The rigor of the truth does not have much marketing, and perhaps because we assume it to be obvious, we do not work to make it more evident. The opposite happens with post-truth, which does have a lot of propaganda and where the TRUTH, with all the weight of its definition, I owe it to you; but it doesn’t matter anyway because it has left everyone spellbound and with their emotions, usually negative, on the surface, especially those who for various reasons have not cultivated much common sense and critical thinking.
The primary origin of milk is in the farm, where dairy farmers raise, breed and reproduce cows, take care of them and also cultivate their food. Yes gentlemen, milk comes from cows, and to clarify it is not an irony or a comedy step, nowadays any vegetable fluid is called milk.
For a cow to produce milk, it is necessary that she has reached the maturity to become pregnant and has given birth to a calf, or two if we are lucky!

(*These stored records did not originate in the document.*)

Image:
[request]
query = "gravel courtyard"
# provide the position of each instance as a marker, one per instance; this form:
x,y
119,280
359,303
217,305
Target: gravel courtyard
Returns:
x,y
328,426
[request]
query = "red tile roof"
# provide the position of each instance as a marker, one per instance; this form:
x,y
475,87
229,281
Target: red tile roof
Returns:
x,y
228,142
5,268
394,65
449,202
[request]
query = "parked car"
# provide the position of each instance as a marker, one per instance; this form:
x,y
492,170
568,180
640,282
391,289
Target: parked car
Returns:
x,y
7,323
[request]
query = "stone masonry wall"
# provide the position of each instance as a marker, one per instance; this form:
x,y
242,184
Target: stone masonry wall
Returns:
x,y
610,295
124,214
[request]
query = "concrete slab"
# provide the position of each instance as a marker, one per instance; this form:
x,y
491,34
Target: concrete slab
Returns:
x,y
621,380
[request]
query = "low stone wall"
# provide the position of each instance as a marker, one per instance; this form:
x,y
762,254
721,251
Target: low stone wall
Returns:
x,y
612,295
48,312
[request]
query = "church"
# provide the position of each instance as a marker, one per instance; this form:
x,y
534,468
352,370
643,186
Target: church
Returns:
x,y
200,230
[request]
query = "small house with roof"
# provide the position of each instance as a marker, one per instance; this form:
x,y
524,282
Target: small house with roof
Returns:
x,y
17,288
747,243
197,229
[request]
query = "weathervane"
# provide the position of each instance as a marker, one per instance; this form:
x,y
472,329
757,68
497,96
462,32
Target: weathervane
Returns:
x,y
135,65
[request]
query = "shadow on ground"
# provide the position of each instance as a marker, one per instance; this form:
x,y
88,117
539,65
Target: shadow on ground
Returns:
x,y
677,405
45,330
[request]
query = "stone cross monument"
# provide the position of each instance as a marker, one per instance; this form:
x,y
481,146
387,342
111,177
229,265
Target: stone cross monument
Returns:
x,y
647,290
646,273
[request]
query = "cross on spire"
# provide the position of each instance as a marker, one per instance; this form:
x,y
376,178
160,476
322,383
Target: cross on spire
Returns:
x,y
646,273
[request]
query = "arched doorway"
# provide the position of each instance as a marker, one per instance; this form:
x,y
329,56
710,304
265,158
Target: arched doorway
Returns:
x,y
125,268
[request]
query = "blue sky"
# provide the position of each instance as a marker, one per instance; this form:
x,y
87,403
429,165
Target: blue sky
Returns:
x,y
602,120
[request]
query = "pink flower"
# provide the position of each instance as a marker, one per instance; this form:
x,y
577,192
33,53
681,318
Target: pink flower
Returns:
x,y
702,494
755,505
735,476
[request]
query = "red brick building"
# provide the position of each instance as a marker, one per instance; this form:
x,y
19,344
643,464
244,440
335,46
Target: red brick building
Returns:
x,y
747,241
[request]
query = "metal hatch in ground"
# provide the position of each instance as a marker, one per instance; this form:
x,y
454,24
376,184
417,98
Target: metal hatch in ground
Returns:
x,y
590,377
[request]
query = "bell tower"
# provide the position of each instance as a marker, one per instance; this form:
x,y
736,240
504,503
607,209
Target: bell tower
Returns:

It is also necessary that they receive a feed according to each stage, that they are comfortable and happy because otherwise, they do not produce; that is why the dairy is one of the livestock activities that not only applies to the letter the maxims of animal welfare, but adds more and more elements of comfort: underfloor heating for newborns, huge fans when it is hot, a soft floor and even scrapers: giant brushes that they love, and a myriad of amenities.
Nature has endowed us female mammals with the ability to produce milk as the first food for our young. But do we then leave the calves without their food if we take away their mothers’ milk? No. A dairy cow produces between 22 and 35 liters on average per day, for a little more than 1 year. Her calf needs 6 to 7 liters of milk per day for only 2 months.
Dairy cows are milked 2 times a day or more, with mechanical extraction systems that are placed by operators in the milking parlor usually every 12 hours, or in robotic stalls that the cows enter voluntarily whenever they want and where it can be observed that they do it up to 4 times in 1 day. Being milked relieves them, and in no way inconveniences or harms them. And yes, you read that right: robots. You have no idea of the technology in the farm! I promise to tell you about it later.
The extracted milk is stored in cooling tanks, from where the trucks that take it to the industry pick it up daily, and which are also refrigerated. The cold chain is very important because it guarantees the milk’s health. Once there, the milk is analyzed, classified according to its quality, pasteurized, homogenized and packaged. Only after all this, the milk is on its way to the market where we buy it.
No, milk does not come from the fridge. It takes a long and laborious process that starts with a newborn calf that is lovingly cared for and fed with precision and accuracy until it grows big enough to become pregnant and give birth for the first time.
Milk is not only the most complete food ever created, it is the result of a perfect biological cycle that mankind learned to interpret, and intervened forever modifying our cognitive, skeletal and muscular development.
Milk is delicious, it is ancestral, it is cultural and it is healthy, it is good for you!
Have you had your glass of milk today?